Oleh: Lawrence M. Krauss dan Richard Dawkins

(Sumber: Scientific American, Juli 2007, hal. 88-91)


Dua pembela sains kenamaan saling bertukar pandangan perihal bagaimana ilmuwan sebaiknya mendekati agama dan para pemeluknya.

Pendahuluan Editor
Walaupun kedua penulis berada di pihak sains, mereka tidak selalu sependapat tentang cara terbaik dalam menentang ancaman bermotif agama terhadap praktek atau pelajaran ilmiah. Kraus, fisikawan terkemuka, sering masuk sorotan publik untuk mempertahankan teori evolusi dalam kurikulum sains sekolah dan menjauhkan varian-varian kreasionisme ilmiah semu darinya. Sebuah surat terbuka dikirimnya kepada Paus Benediktus XVI di tahun 2005, mendesak Paus agar tidak membangun tembok baru antara sains dan agama, agar memimpin Vatikan dalam menegaskan kembali pengakuan Gereja Katolik terhadap seleksi alam sebagai teori ilmiah yang sah.

Dawkins, biolog evolusi, penulis subur dan dosen, juga merupakan pengkritik fasih terhadap segala upaya meruntuhkan penalaran ilmiah. Namun secara umum dia kurang menampakkan perhatian dibanding Krauss dalam menggapai koeksistensi damai antara sains dan agama. Judul buku laris Dawkins, The God Delusion, barangkali paling merangkum pendapatnya soal keyakinan agama.

Kedua sekutu ini membandingkan catatan dari garis depan di sela jeda konferensi pembahasan benturan sains dan agama yang diselenggarakan di Salk Institute for Biological Studies di San Diego akhir tahun lalu. Dalam dialog yang mereka reproduksi di sini, para penulis menjelaskan taktik masing-masing untuk melawan musuh dan menangani beberapa pertanyaan yang dihadapi semua ilmuwan ketika memutuskan apakah mau dan bagaimana caranya berunding dengan kaum beriman perihal sains: apakah tujuannya untuk mengajarkan sains ataukah mendiskreditkan agama? Bisakah kedua pandangan saling memperkaya? Apakah agama memang buruk secara bawaan? Dalam versi panjang percakapan mereka yang tersedia di www.sciam.com/ontheweb, kedua penulis juga menggali apakah sains dapat menguji “Hipotesis Tuhan”.

Krauss: Saya dan Anda telah mencurahkan sedikit waktu untuk mencoba membuat masyarakat bergairah terhadap sains, sambil berupaya menjelaskan dasar-dasar pemahaman ilmiah mutakhir mengenai alam semesta. Jadi rasanya pantas untuk bertanya apa yang mesti menjadi tujuan utama seorang ilmuwan ketika membicarakan atau menuliskan agama. Saya penasaran mana yang lebih penting: memanfaatkan kontras antara sains dan agama untuk mengajarkan sains atau mencoba menempatkan agama di tempatnya? Saya kira saya ingin lebih berkonsentrasi pada isu pertama, dan Anda ingin lebih berkonsentrasi pada isu kedua.
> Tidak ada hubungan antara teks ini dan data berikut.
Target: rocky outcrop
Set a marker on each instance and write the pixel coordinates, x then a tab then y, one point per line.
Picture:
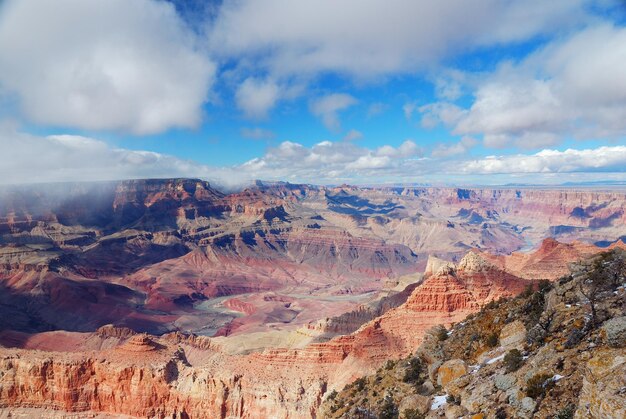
574	371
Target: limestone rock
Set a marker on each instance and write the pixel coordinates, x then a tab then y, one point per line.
451	370
513	335
504	382
602	394
417	402
615	331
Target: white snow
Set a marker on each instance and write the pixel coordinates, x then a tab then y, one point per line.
496	359
439	401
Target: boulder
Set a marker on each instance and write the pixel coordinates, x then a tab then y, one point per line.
417	402
504	382
614	331
513	335
451	370
602	394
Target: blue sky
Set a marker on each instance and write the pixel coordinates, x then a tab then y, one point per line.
367	91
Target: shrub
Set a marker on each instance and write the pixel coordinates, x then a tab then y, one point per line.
513	360
538	384
388	410
501	413
442	334
545	286
415	372
333	395
492	340
412	414
359	384
567	412
528	291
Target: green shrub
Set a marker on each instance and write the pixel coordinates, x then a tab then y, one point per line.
492	340
412	414
513	360
567	412
388	410
442	333
528	291
545	286
359	384
415	372
538	385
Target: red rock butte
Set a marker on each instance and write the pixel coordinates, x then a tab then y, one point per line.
168	297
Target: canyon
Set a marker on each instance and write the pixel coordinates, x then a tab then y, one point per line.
156	298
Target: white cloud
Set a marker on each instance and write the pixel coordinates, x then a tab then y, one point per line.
601	159
353	135
257	133
376	108
28	158
257	97
408	109
328	107
407	149
440	112
571	88
369	38
128	65
461	147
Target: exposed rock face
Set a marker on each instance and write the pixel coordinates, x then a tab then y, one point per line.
615	331
450	371
573	372
602	394
513	335
299	287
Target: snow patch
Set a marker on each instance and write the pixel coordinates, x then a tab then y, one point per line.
496	359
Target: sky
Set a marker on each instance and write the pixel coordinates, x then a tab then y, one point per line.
324	92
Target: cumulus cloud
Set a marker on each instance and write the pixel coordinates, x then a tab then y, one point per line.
406	149
571	88
28	158
601	159
369	38
327	108
335	162
257	97
376	109
353	135
126	65
461	147
257	133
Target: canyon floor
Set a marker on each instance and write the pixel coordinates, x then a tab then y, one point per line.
170	298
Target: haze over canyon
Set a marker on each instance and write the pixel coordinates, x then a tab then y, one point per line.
169	297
Saya bilang begini karena jika kita berharap untuk mengajari masyarakat, maka sudah jelas kita perlu menjangkau mereka, memahami dari mana mereka berasal, kalau kita ingin memikat mereka supaya memikirkan sains. Saya sering berkata kepada para guru, contohnya, bahwa kekeliruan terbesar yang mereka buat adalah menganggap murid-murid mereka tertarik pada apa yang mereka katakan. Mengajar adalah memikat. Memberitahu masyarakat, di sisi lain, bahwa keyakinan terdalam mereka sebetulnya pandir—jikapun memang pandir—dan karenanya mereka mesti mendengarkan kami demi mempelajari kebenaran, pada akhirnya mengalahkan pedagogi susulan. Sebagai alternatif lain, jika tujuan utama mendiskusikan subjek ini adalah untuk menempatkan agama dalam konteksnya yang pantas, maka barangkali ada gunanya menggoncang masyarakat agar mempertanyakan keyakinan mereka.

Dawkins: Fakta bahwa saya menganggap agama sebagai sains yang buruk, sedangkan Anda menganggapnya pelengkap sains, pasti membiaskan kita ke arah sedikit berlainan. Saya sependapat dengan Anda bahwa mengajar adalah memikat, dan menjauhi audiens sebelum mengawalinya adalah strategi yang buruk. Mungkin saya bisa memperbaiki teknik pikat saya. Tapi tak ada yang mengagumi pemikat tak jujur, dan saya penasaran seberapa jauh Anda siap “menjangkau”. Kiranya Anda takkan menjangkau Penganut Bumi Datar. Tidak pula, barangkali, menjangkau Kreasionis Bumi Muda yang mengira seluruh alam semesta dimulai setelah Zaman Batu Pertengahan. Tapi barangkali Anda akan menjangkau Kreasionis Bumi Tua yang mengira Tuhan memulai segala sesuatunya dan kemudian mengintervensi dari waktu ke waktu untuk membantu evolusi dalam transisi-transisi sulit. Perbedaan antara kita cuma bersifat kuantitatif. Anda siap menjangkau sedikit lebih jauh daripada saya, tapi saya kira tidak sejauh itu.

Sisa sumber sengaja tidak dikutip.